Les fidèles suiveurs de l’Orchestre de Paris se souviennent de cet ancien chef assistant de Paavo Järvi qui avait remplacé son directeur musical au pied levé avec une efficacité admirable : vendredi dernier, le Letton Andris Poga était de retour en visite dans la capitale, cette fois-ci à la tête de l’Orchestre national symphonique de Lettonie qu’il connaît bien depuis qu’il en est devenu le directeur musical voici dix ans.

L'Orchestre national symphonique de Lettonie et Andris Poga
© Jānis Porietis

Las, le concert n’a pas encore commencé que le temps des regrets est déjà arrivé : la grande salle Pierre Boulez de la Philharmonie est loin d’être remplie et la fiche proposée en guise de programme de salle introduit à peine les œuvres jouées… C’est à se demander comment les spectateurs non avertis apprécieront le programme du soir. D’autant que celui-ci est étrangement construit : il y avait sans doute mieux à faire que de donner à entendre l’arrangement par Marcel Dupré de la Fantaisie et Fugue de Franz Liszt sur « Ad nos, ad salutarem undam » (extrait du Prophète de Meyerbeer). L’œuvre de Liszt est fantastique, l’orgue de la Philharmonie est splendide mais l’ajout de l’orchestre par Dupré ne fonctionne pas dans l’acoustique généreuse de la grande salle ; et le pauvre hautboïste solo aura beau se démener visiblement sur son instrument, il paraîtra comme ses camarades complètement noyé dans le déluge sonore qui sort des tuyaux. Fort heureusement, l’efficace organiste lettone Iveta Apkalna assure le spectacle, naviguant avec une virtuosité certaine dans le contrepoint lisztien. On restera en revanche dubitatif quant à la création française de Hymnus pour orgue seul, de Pēteris Vasks, donnée en introduction du concert. Sa répétition monotone d’enchaînements d’accords déjà entendus et réentendus peine à retenir l’attention, malgré les efforts de la musicienne pour donner à l’œuvre le sérieux d’un rituel.

Iveta Apkalna
© Jānis Porietis

On attendait donc beaucoup de la seconde partie pour rehausser l’intérêt de l’événement, d’autant que le programme annoncé était alléchant : qu’il s’agisse du ballet intégral ou de ses fragments réunis en suite, Roméo et Juliette de Prokofiev est de ces œuvres naturellement spectaculaires qui flattent les bons orchestres. De fait, l’Orchestre national symphonique de Lettonie va briller à tous les niveaux : dans la sonorité d’ensemble (homogène et équilibrée), dans l’investissement des pupitres (impeccables traits virtuoses des cordes) comme dans le jeu des solistes (flûte, clarinette et basson en tête).

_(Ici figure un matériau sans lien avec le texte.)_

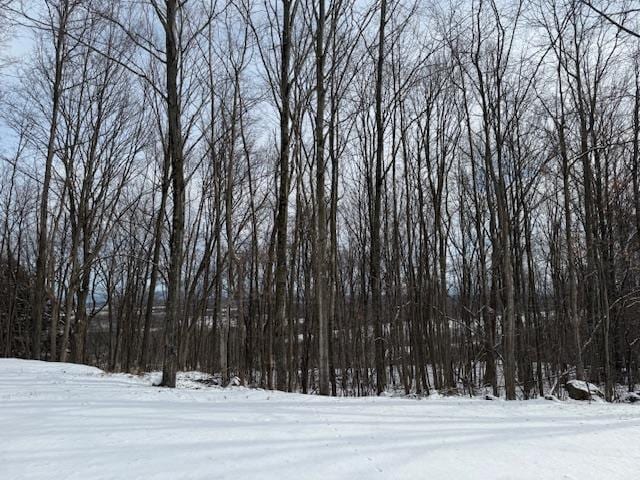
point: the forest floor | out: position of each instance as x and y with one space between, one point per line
63 421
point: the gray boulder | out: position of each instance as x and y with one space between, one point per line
579 390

Ces qualités ne suffiront cependant pas à produire une interprétation mémorable. Au-delà du plaisir strictement sonore que peut procurer l’orchestre en mouvement, l’œuvre de Prokofiev porte une dramaturgie sans laquelle la partition reste lettre morte. Tout l’enjeu pour les interprètes est de parvenir à incarner les personnages et à donner l’impression de suivre les péripéties du drame shakespearien, les tensions entre les familles rivales, les rêves juvéniles de Juliette, le cérémonial du bal, le coup de foudre ou les coups de couteau. Ce soir, Andris Poga trace son chemin d’une battue indifférente, ne marque pas la lourdeur du temps qui passe et pèse dans le cœur des amants, ne transmet pas la fantaisie dangereuse du jeu de « Masques » et conclut par une « Mort de Tybalt » triomphale alors même qu’il s’agit du nœud le plus sombre de la tragédie. On quittera la Philharmonie perplexe, en se demandant quelle histoire le chef letton aura voulu nous raconter.